Two of my near neighbors, Ted and Alan (not their real names), longtime partners and residents of this block, are selling their house and moving away. Several factors were involved in their decision: changes in the city (“not what we want anymore”); noise and disruption on the streets due to heavy traffic and constant construction and remodeling; influx of “strangers” with their cars due to a few block residents renting our bedrooms to Airbnb and other providers of short term rentals; their increasing age and a simple desire for some respite from the pace around them. The pair are considering places as diverse as Hawaii and Lake of The Ozarks. I tell them that the birding is far better in either place than in WeHo, if that helps them make a decision.
Looking at the contributing factors above, I’ll consider one first – construction. All but about 10% of the houses in West Hollywood West are at least 50 years old. Mine was built in 1927. All have weathered earthquakes, termites and mishaps such as broken water lines. The first item of business for any new owner is to repair, remodel and upgrade. As long as the houses continue to sell, demolition and construction are a given. But that is also a fact of life in a great many communities where the housing stock tends to be mostly older buildings. This is a pivotal period for home buyers along both coasts, so that factor of construction won’t soon change. Our city is not immune to the specter of greater density and that makes smaller houses, the R-1 and R-2 buildings vulnerable.
According to the city’s web site, ALL short term rentals are prohibited in West Hollywood. Yet, if one goes to a couple of the rental websites such as Airbnb or AwayHome, one finds quite a few listings in the city. On one site I counted 31 listings. According to neighbor Ted, who is quite vocal about this element of city life, he has complained to City Hall, including providing copies of the rental ads, and has received no action. The city has been grappling with this situation in its Shared Economy Task Force, bent upon defining how the city will cope with the rapid deployment of many new elements of the shared, on-demand and “gig” economy. This is the new wave that is having many effects on long-standing institutions including tax revenue and zoning regulations. There is much more to come in this area.
Traffic is a nightmare in our burg. When the mobile app Waze came out, so did the increase in traffic to the side streets as drivers scurried to use less-traveled roads and move out faster.
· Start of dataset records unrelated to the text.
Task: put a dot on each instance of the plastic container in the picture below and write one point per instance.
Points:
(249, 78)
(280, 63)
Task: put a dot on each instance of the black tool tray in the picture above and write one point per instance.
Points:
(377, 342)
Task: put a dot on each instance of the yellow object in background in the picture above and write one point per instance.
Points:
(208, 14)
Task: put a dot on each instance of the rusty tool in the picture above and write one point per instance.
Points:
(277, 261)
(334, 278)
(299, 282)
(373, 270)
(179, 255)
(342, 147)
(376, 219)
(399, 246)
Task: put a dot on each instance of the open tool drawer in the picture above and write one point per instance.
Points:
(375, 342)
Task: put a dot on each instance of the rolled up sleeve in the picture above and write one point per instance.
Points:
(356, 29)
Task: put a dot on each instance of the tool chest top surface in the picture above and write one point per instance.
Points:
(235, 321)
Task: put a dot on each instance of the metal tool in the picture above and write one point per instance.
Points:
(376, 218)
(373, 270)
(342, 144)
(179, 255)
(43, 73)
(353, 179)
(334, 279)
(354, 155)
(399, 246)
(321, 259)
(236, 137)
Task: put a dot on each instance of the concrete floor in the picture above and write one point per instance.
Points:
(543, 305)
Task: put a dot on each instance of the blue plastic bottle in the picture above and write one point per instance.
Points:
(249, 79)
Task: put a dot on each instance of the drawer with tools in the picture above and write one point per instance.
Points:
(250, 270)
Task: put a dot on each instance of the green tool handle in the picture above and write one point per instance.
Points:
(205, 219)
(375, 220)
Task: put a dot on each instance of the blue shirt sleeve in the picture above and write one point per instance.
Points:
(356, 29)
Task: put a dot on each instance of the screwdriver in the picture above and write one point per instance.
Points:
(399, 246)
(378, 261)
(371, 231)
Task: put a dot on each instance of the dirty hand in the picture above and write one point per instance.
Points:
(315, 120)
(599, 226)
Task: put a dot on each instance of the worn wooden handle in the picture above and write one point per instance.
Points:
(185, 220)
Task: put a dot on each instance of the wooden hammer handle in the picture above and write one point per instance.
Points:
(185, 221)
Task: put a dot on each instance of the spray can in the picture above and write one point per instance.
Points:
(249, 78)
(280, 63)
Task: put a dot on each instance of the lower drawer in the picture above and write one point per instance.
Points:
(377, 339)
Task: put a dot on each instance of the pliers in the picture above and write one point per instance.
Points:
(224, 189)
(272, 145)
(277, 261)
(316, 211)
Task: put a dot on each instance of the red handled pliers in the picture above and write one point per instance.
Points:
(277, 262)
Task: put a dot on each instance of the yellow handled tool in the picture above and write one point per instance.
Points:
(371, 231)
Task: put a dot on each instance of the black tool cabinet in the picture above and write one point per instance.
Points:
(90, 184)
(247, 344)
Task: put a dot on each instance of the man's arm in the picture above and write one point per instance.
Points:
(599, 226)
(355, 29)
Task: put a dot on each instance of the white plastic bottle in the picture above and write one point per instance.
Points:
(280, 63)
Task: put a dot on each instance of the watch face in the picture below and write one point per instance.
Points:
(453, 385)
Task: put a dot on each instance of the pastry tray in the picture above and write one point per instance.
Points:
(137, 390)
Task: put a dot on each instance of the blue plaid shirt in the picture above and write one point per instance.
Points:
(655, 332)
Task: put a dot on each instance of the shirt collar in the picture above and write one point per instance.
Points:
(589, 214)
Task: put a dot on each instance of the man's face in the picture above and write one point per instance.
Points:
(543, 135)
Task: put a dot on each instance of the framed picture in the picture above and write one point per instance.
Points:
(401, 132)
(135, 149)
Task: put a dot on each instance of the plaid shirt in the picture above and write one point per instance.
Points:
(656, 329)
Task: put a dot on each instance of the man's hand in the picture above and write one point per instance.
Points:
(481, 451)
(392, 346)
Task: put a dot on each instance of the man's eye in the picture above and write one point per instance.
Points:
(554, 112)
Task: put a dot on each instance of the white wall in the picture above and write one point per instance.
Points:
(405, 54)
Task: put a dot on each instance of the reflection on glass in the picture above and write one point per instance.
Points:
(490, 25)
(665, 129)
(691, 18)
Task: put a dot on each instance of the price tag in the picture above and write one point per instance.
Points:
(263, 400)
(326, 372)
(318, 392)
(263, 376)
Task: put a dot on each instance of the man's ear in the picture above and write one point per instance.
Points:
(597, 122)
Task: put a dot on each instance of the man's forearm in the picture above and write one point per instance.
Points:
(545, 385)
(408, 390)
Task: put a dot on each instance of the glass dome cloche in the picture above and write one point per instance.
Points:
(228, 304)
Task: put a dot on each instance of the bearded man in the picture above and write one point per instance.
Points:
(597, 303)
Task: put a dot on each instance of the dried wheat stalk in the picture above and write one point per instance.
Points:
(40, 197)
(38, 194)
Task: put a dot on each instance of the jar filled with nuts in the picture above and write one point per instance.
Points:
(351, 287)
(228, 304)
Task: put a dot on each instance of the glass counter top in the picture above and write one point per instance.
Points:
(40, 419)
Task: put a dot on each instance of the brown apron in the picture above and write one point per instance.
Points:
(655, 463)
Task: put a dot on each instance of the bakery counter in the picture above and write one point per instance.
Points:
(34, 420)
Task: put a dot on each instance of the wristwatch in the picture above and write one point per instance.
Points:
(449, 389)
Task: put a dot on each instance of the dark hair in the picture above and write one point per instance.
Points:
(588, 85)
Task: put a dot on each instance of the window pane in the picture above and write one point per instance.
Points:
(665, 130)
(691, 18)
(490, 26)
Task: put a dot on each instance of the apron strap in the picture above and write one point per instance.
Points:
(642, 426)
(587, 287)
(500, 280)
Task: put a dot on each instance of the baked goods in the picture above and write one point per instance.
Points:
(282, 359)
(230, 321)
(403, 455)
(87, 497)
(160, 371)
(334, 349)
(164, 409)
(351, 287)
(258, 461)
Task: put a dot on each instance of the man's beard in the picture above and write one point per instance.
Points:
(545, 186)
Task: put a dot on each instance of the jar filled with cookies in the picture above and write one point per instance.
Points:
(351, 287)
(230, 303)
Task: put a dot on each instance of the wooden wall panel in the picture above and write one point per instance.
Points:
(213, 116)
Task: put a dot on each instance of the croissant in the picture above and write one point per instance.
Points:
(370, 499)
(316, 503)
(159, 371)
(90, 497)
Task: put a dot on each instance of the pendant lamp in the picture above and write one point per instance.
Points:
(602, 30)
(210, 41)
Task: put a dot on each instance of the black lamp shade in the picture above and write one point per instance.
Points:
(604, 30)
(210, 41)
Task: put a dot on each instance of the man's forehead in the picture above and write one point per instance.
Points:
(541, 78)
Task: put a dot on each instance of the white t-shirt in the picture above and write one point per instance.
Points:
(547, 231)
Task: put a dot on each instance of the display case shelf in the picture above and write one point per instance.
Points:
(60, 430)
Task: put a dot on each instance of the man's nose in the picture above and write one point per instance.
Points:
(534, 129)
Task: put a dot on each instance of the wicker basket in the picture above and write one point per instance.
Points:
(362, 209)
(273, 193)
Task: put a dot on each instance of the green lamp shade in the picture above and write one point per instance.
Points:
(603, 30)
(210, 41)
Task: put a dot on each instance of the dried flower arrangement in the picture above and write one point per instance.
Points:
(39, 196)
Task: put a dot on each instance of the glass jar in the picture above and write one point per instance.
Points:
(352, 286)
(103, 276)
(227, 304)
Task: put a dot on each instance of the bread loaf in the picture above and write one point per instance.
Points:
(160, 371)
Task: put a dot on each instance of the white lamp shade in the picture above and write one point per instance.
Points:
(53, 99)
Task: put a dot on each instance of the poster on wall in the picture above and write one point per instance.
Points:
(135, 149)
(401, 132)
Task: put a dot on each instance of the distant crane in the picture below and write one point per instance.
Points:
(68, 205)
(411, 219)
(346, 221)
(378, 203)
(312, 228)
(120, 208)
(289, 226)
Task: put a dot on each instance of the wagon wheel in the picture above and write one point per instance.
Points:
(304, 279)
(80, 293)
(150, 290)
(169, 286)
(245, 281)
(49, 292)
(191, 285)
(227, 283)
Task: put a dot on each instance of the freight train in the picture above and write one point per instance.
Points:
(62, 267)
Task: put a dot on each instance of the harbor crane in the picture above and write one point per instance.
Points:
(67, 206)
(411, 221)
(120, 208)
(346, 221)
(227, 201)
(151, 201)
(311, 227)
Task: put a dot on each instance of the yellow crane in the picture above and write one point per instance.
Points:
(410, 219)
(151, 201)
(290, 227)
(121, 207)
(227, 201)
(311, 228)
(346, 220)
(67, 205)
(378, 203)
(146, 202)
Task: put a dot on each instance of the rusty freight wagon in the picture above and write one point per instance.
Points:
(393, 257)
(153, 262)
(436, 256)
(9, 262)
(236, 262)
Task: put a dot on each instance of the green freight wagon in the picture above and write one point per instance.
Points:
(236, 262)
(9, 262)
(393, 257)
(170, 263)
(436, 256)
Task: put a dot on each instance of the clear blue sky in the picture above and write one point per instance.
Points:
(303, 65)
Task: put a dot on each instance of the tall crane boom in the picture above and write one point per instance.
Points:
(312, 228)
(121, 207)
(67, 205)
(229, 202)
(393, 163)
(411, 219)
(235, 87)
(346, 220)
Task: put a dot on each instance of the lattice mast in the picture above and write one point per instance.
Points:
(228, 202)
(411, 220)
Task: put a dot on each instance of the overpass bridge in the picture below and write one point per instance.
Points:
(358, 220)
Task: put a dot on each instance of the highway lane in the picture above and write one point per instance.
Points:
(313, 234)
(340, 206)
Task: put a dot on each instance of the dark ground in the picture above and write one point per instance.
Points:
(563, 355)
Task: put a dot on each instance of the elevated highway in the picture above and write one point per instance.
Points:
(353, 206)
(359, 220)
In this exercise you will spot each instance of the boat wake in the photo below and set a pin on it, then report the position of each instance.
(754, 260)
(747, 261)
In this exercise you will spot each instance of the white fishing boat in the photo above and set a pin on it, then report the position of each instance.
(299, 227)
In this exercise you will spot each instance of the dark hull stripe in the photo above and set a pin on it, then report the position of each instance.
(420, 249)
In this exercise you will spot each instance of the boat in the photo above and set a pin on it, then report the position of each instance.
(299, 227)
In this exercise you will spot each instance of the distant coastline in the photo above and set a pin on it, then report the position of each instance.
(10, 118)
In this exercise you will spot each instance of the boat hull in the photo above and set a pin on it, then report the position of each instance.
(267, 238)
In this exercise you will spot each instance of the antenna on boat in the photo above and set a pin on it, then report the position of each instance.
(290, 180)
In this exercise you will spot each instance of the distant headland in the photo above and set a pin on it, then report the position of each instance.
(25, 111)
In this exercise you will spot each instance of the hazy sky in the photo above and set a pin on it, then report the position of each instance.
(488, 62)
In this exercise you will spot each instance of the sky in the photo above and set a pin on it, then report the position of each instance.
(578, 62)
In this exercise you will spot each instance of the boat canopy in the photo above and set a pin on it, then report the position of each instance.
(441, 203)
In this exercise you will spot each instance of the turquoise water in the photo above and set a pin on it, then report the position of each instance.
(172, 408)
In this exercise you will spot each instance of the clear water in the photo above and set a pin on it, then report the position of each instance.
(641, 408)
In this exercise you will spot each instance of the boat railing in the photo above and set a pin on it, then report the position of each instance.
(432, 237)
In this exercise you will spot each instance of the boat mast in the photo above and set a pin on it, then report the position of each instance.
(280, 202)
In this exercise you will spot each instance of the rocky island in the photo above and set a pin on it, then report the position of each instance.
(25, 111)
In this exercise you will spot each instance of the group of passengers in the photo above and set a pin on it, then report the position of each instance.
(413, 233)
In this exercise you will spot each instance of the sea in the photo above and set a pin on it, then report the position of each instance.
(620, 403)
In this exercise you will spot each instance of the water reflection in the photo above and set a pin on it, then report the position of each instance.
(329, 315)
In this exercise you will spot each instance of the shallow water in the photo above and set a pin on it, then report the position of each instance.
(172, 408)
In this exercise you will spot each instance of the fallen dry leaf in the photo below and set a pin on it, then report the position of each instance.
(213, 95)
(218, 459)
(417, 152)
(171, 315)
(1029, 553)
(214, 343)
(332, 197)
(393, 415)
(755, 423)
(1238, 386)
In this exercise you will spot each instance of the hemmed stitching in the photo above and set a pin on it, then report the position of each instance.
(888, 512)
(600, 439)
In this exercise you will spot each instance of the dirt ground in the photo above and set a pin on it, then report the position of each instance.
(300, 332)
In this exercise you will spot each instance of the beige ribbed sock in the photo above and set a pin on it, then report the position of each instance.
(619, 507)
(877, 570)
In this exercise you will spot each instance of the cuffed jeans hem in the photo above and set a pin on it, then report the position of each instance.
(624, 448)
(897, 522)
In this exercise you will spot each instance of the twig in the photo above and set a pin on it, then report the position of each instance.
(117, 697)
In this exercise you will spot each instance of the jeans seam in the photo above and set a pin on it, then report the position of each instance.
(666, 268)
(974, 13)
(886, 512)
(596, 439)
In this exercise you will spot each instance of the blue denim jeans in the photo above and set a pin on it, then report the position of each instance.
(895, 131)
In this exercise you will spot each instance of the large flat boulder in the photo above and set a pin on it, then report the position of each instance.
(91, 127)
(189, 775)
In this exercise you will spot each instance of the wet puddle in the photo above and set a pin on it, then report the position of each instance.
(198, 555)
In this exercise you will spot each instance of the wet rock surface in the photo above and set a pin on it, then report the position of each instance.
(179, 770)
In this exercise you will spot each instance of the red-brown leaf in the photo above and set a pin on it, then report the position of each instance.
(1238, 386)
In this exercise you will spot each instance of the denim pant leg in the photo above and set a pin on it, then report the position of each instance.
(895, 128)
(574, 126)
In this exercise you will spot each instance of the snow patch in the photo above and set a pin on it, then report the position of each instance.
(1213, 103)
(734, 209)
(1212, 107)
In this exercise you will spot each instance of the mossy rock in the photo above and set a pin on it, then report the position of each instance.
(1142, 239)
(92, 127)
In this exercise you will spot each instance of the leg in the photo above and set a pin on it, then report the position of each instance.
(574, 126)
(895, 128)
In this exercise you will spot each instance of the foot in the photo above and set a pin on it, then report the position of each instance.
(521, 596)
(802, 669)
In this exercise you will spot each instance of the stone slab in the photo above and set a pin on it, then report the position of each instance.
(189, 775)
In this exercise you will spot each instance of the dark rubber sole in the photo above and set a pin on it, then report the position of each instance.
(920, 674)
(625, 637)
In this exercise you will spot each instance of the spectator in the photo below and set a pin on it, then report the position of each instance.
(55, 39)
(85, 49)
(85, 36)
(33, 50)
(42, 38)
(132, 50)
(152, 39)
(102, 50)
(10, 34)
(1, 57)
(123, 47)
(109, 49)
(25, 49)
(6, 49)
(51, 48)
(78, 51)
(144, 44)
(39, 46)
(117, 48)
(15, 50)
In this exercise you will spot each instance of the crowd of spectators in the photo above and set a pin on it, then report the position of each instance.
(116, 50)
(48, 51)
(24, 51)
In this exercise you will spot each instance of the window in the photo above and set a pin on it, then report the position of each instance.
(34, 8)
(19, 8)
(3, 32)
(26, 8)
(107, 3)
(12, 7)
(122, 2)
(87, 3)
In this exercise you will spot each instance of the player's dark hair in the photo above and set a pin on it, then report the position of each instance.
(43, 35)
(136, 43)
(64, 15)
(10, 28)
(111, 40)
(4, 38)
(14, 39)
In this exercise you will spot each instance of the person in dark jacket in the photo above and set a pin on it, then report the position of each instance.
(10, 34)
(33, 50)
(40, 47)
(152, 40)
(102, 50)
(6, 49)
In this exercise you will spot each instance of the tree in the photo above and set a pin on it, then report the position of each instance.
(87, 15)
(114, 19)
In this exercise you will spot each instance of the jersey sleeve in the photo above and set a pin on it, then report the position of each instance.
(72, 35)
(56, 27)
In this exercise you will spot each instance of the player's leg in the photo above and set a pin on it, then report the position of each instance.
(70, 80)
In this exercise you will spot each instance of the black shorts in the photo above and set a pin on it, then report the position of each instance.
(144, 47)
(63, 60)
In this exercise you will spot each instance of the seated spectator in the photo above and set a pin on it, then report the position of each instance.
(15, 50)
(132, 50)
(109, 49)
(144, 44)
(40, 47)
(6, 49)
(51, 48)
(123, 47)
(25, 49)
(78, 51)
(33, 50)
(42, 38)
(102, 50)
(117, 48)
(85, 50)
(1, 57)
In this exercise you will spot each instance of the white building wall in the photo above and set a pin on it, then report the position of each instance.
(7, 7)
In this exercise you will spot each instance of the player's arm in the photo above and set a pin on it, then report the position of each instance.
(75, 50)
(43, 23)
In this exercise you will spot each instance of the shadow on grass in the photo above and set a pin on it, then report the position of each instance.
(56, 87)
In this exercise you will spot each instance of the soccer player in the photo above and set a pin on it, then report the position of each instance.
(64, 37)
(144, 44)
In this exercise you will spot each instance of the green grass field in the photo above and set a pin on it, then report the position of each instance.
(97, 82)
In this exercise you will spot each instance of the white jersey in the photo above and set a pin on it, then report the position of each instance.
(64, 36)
West Hollywood is a pinch point in area traffic, slowing traffic on the main arteries, which will never be wide enough to handle the volume. Any way through the jam will be attempted by commuters using Waze. The city’s traffic survey conducted a couple of years ago found that as many as 325 cars travelled each way, daily, along the 700 yards of my block. The street where I used to toss a football with my boys, occasionally stopping for a car to pass, now experiences a “rush hour” effect each day, sometimes with cars backed up the entire length of the block.
Traffic “calming” devices are planned for several Westside streets as a test to slow down and reduce vehicle trips. We still have US Route 66 along Sunset Boulevard and a portion of California Highway Route 2, running through the city. That means that other jurisdictions have much control over the use of those roads – and Santa Monica Boulevard, regarded as our “Main Street,” is one of them. Motor vehicles on all our streets is an unfortunate legacy of the automobile lobby’s successful removal of the Red Car transit system. Getting people out of their cars seems to be a near impossibility. But, I do know of some who use only Uber and public transit and no longer own a car. They rent a car for trips out of town. That’s the future for the smart city dwelling commuter.
My friends will encounter these alterations in every day life no matter where they go. According to Pew Research, at least 72% of American adults have used one or more of 11 different shared or on-demand services. There is much change afoot. Learning to deal with it is a requisite for modern life. As Obi-Wan Kenobi stated, “ We will be greatly challenged….but we must persevere.”
One must eventually contemplate the matter of age. Some of us make a slow and graceful transition to the so-called “golden years.” Some of us rush into everything without a lot of thought and one day discover that we can no longer run after the bus but must wait for the next one. We all bear the burden of the “ills to which Man is heir” and deal with that fact as we can. This brings to mind that, over the years, quite a few men in WeHo, dealing with age and perhaps no longer able to manage a house alone, have left the city to live elsewhere – as there is little or no place for elderly men, especially gay men, and I assume women. People who came to this area long before cityhood came for the comfort of the like-minded and for the refuge. Now, they must leave. We all lose much from their absence. (Wouldn’t that large commercial building on Beverly make a fine apartment building instead of expensive condos?) Growing old is not for the weak of heart, but it’s nice to be in a place of welcome and ease in order to do it properly.
Moving away? I firmly miss my New England birthplace. The four seasons were important for reminding one about the Earth and its bounty and for planning one’s activities, keeping them varied, certainly. The rigors of a tough Winter, for instance, caused one to be fully appreciative of a hot Summer – though the extremes were sometimes far apart. One last visit I hope – if not, perhaps I can be buried in a pine grove, fertilizer for the chanterelle, a favored mushroom which proliferates there. However, we are fully committed to West Hollywood and expect to live out our lives here, amidst the chaos and opportunities of change – and, as I have said before “everybody has to be somewhere” why not here?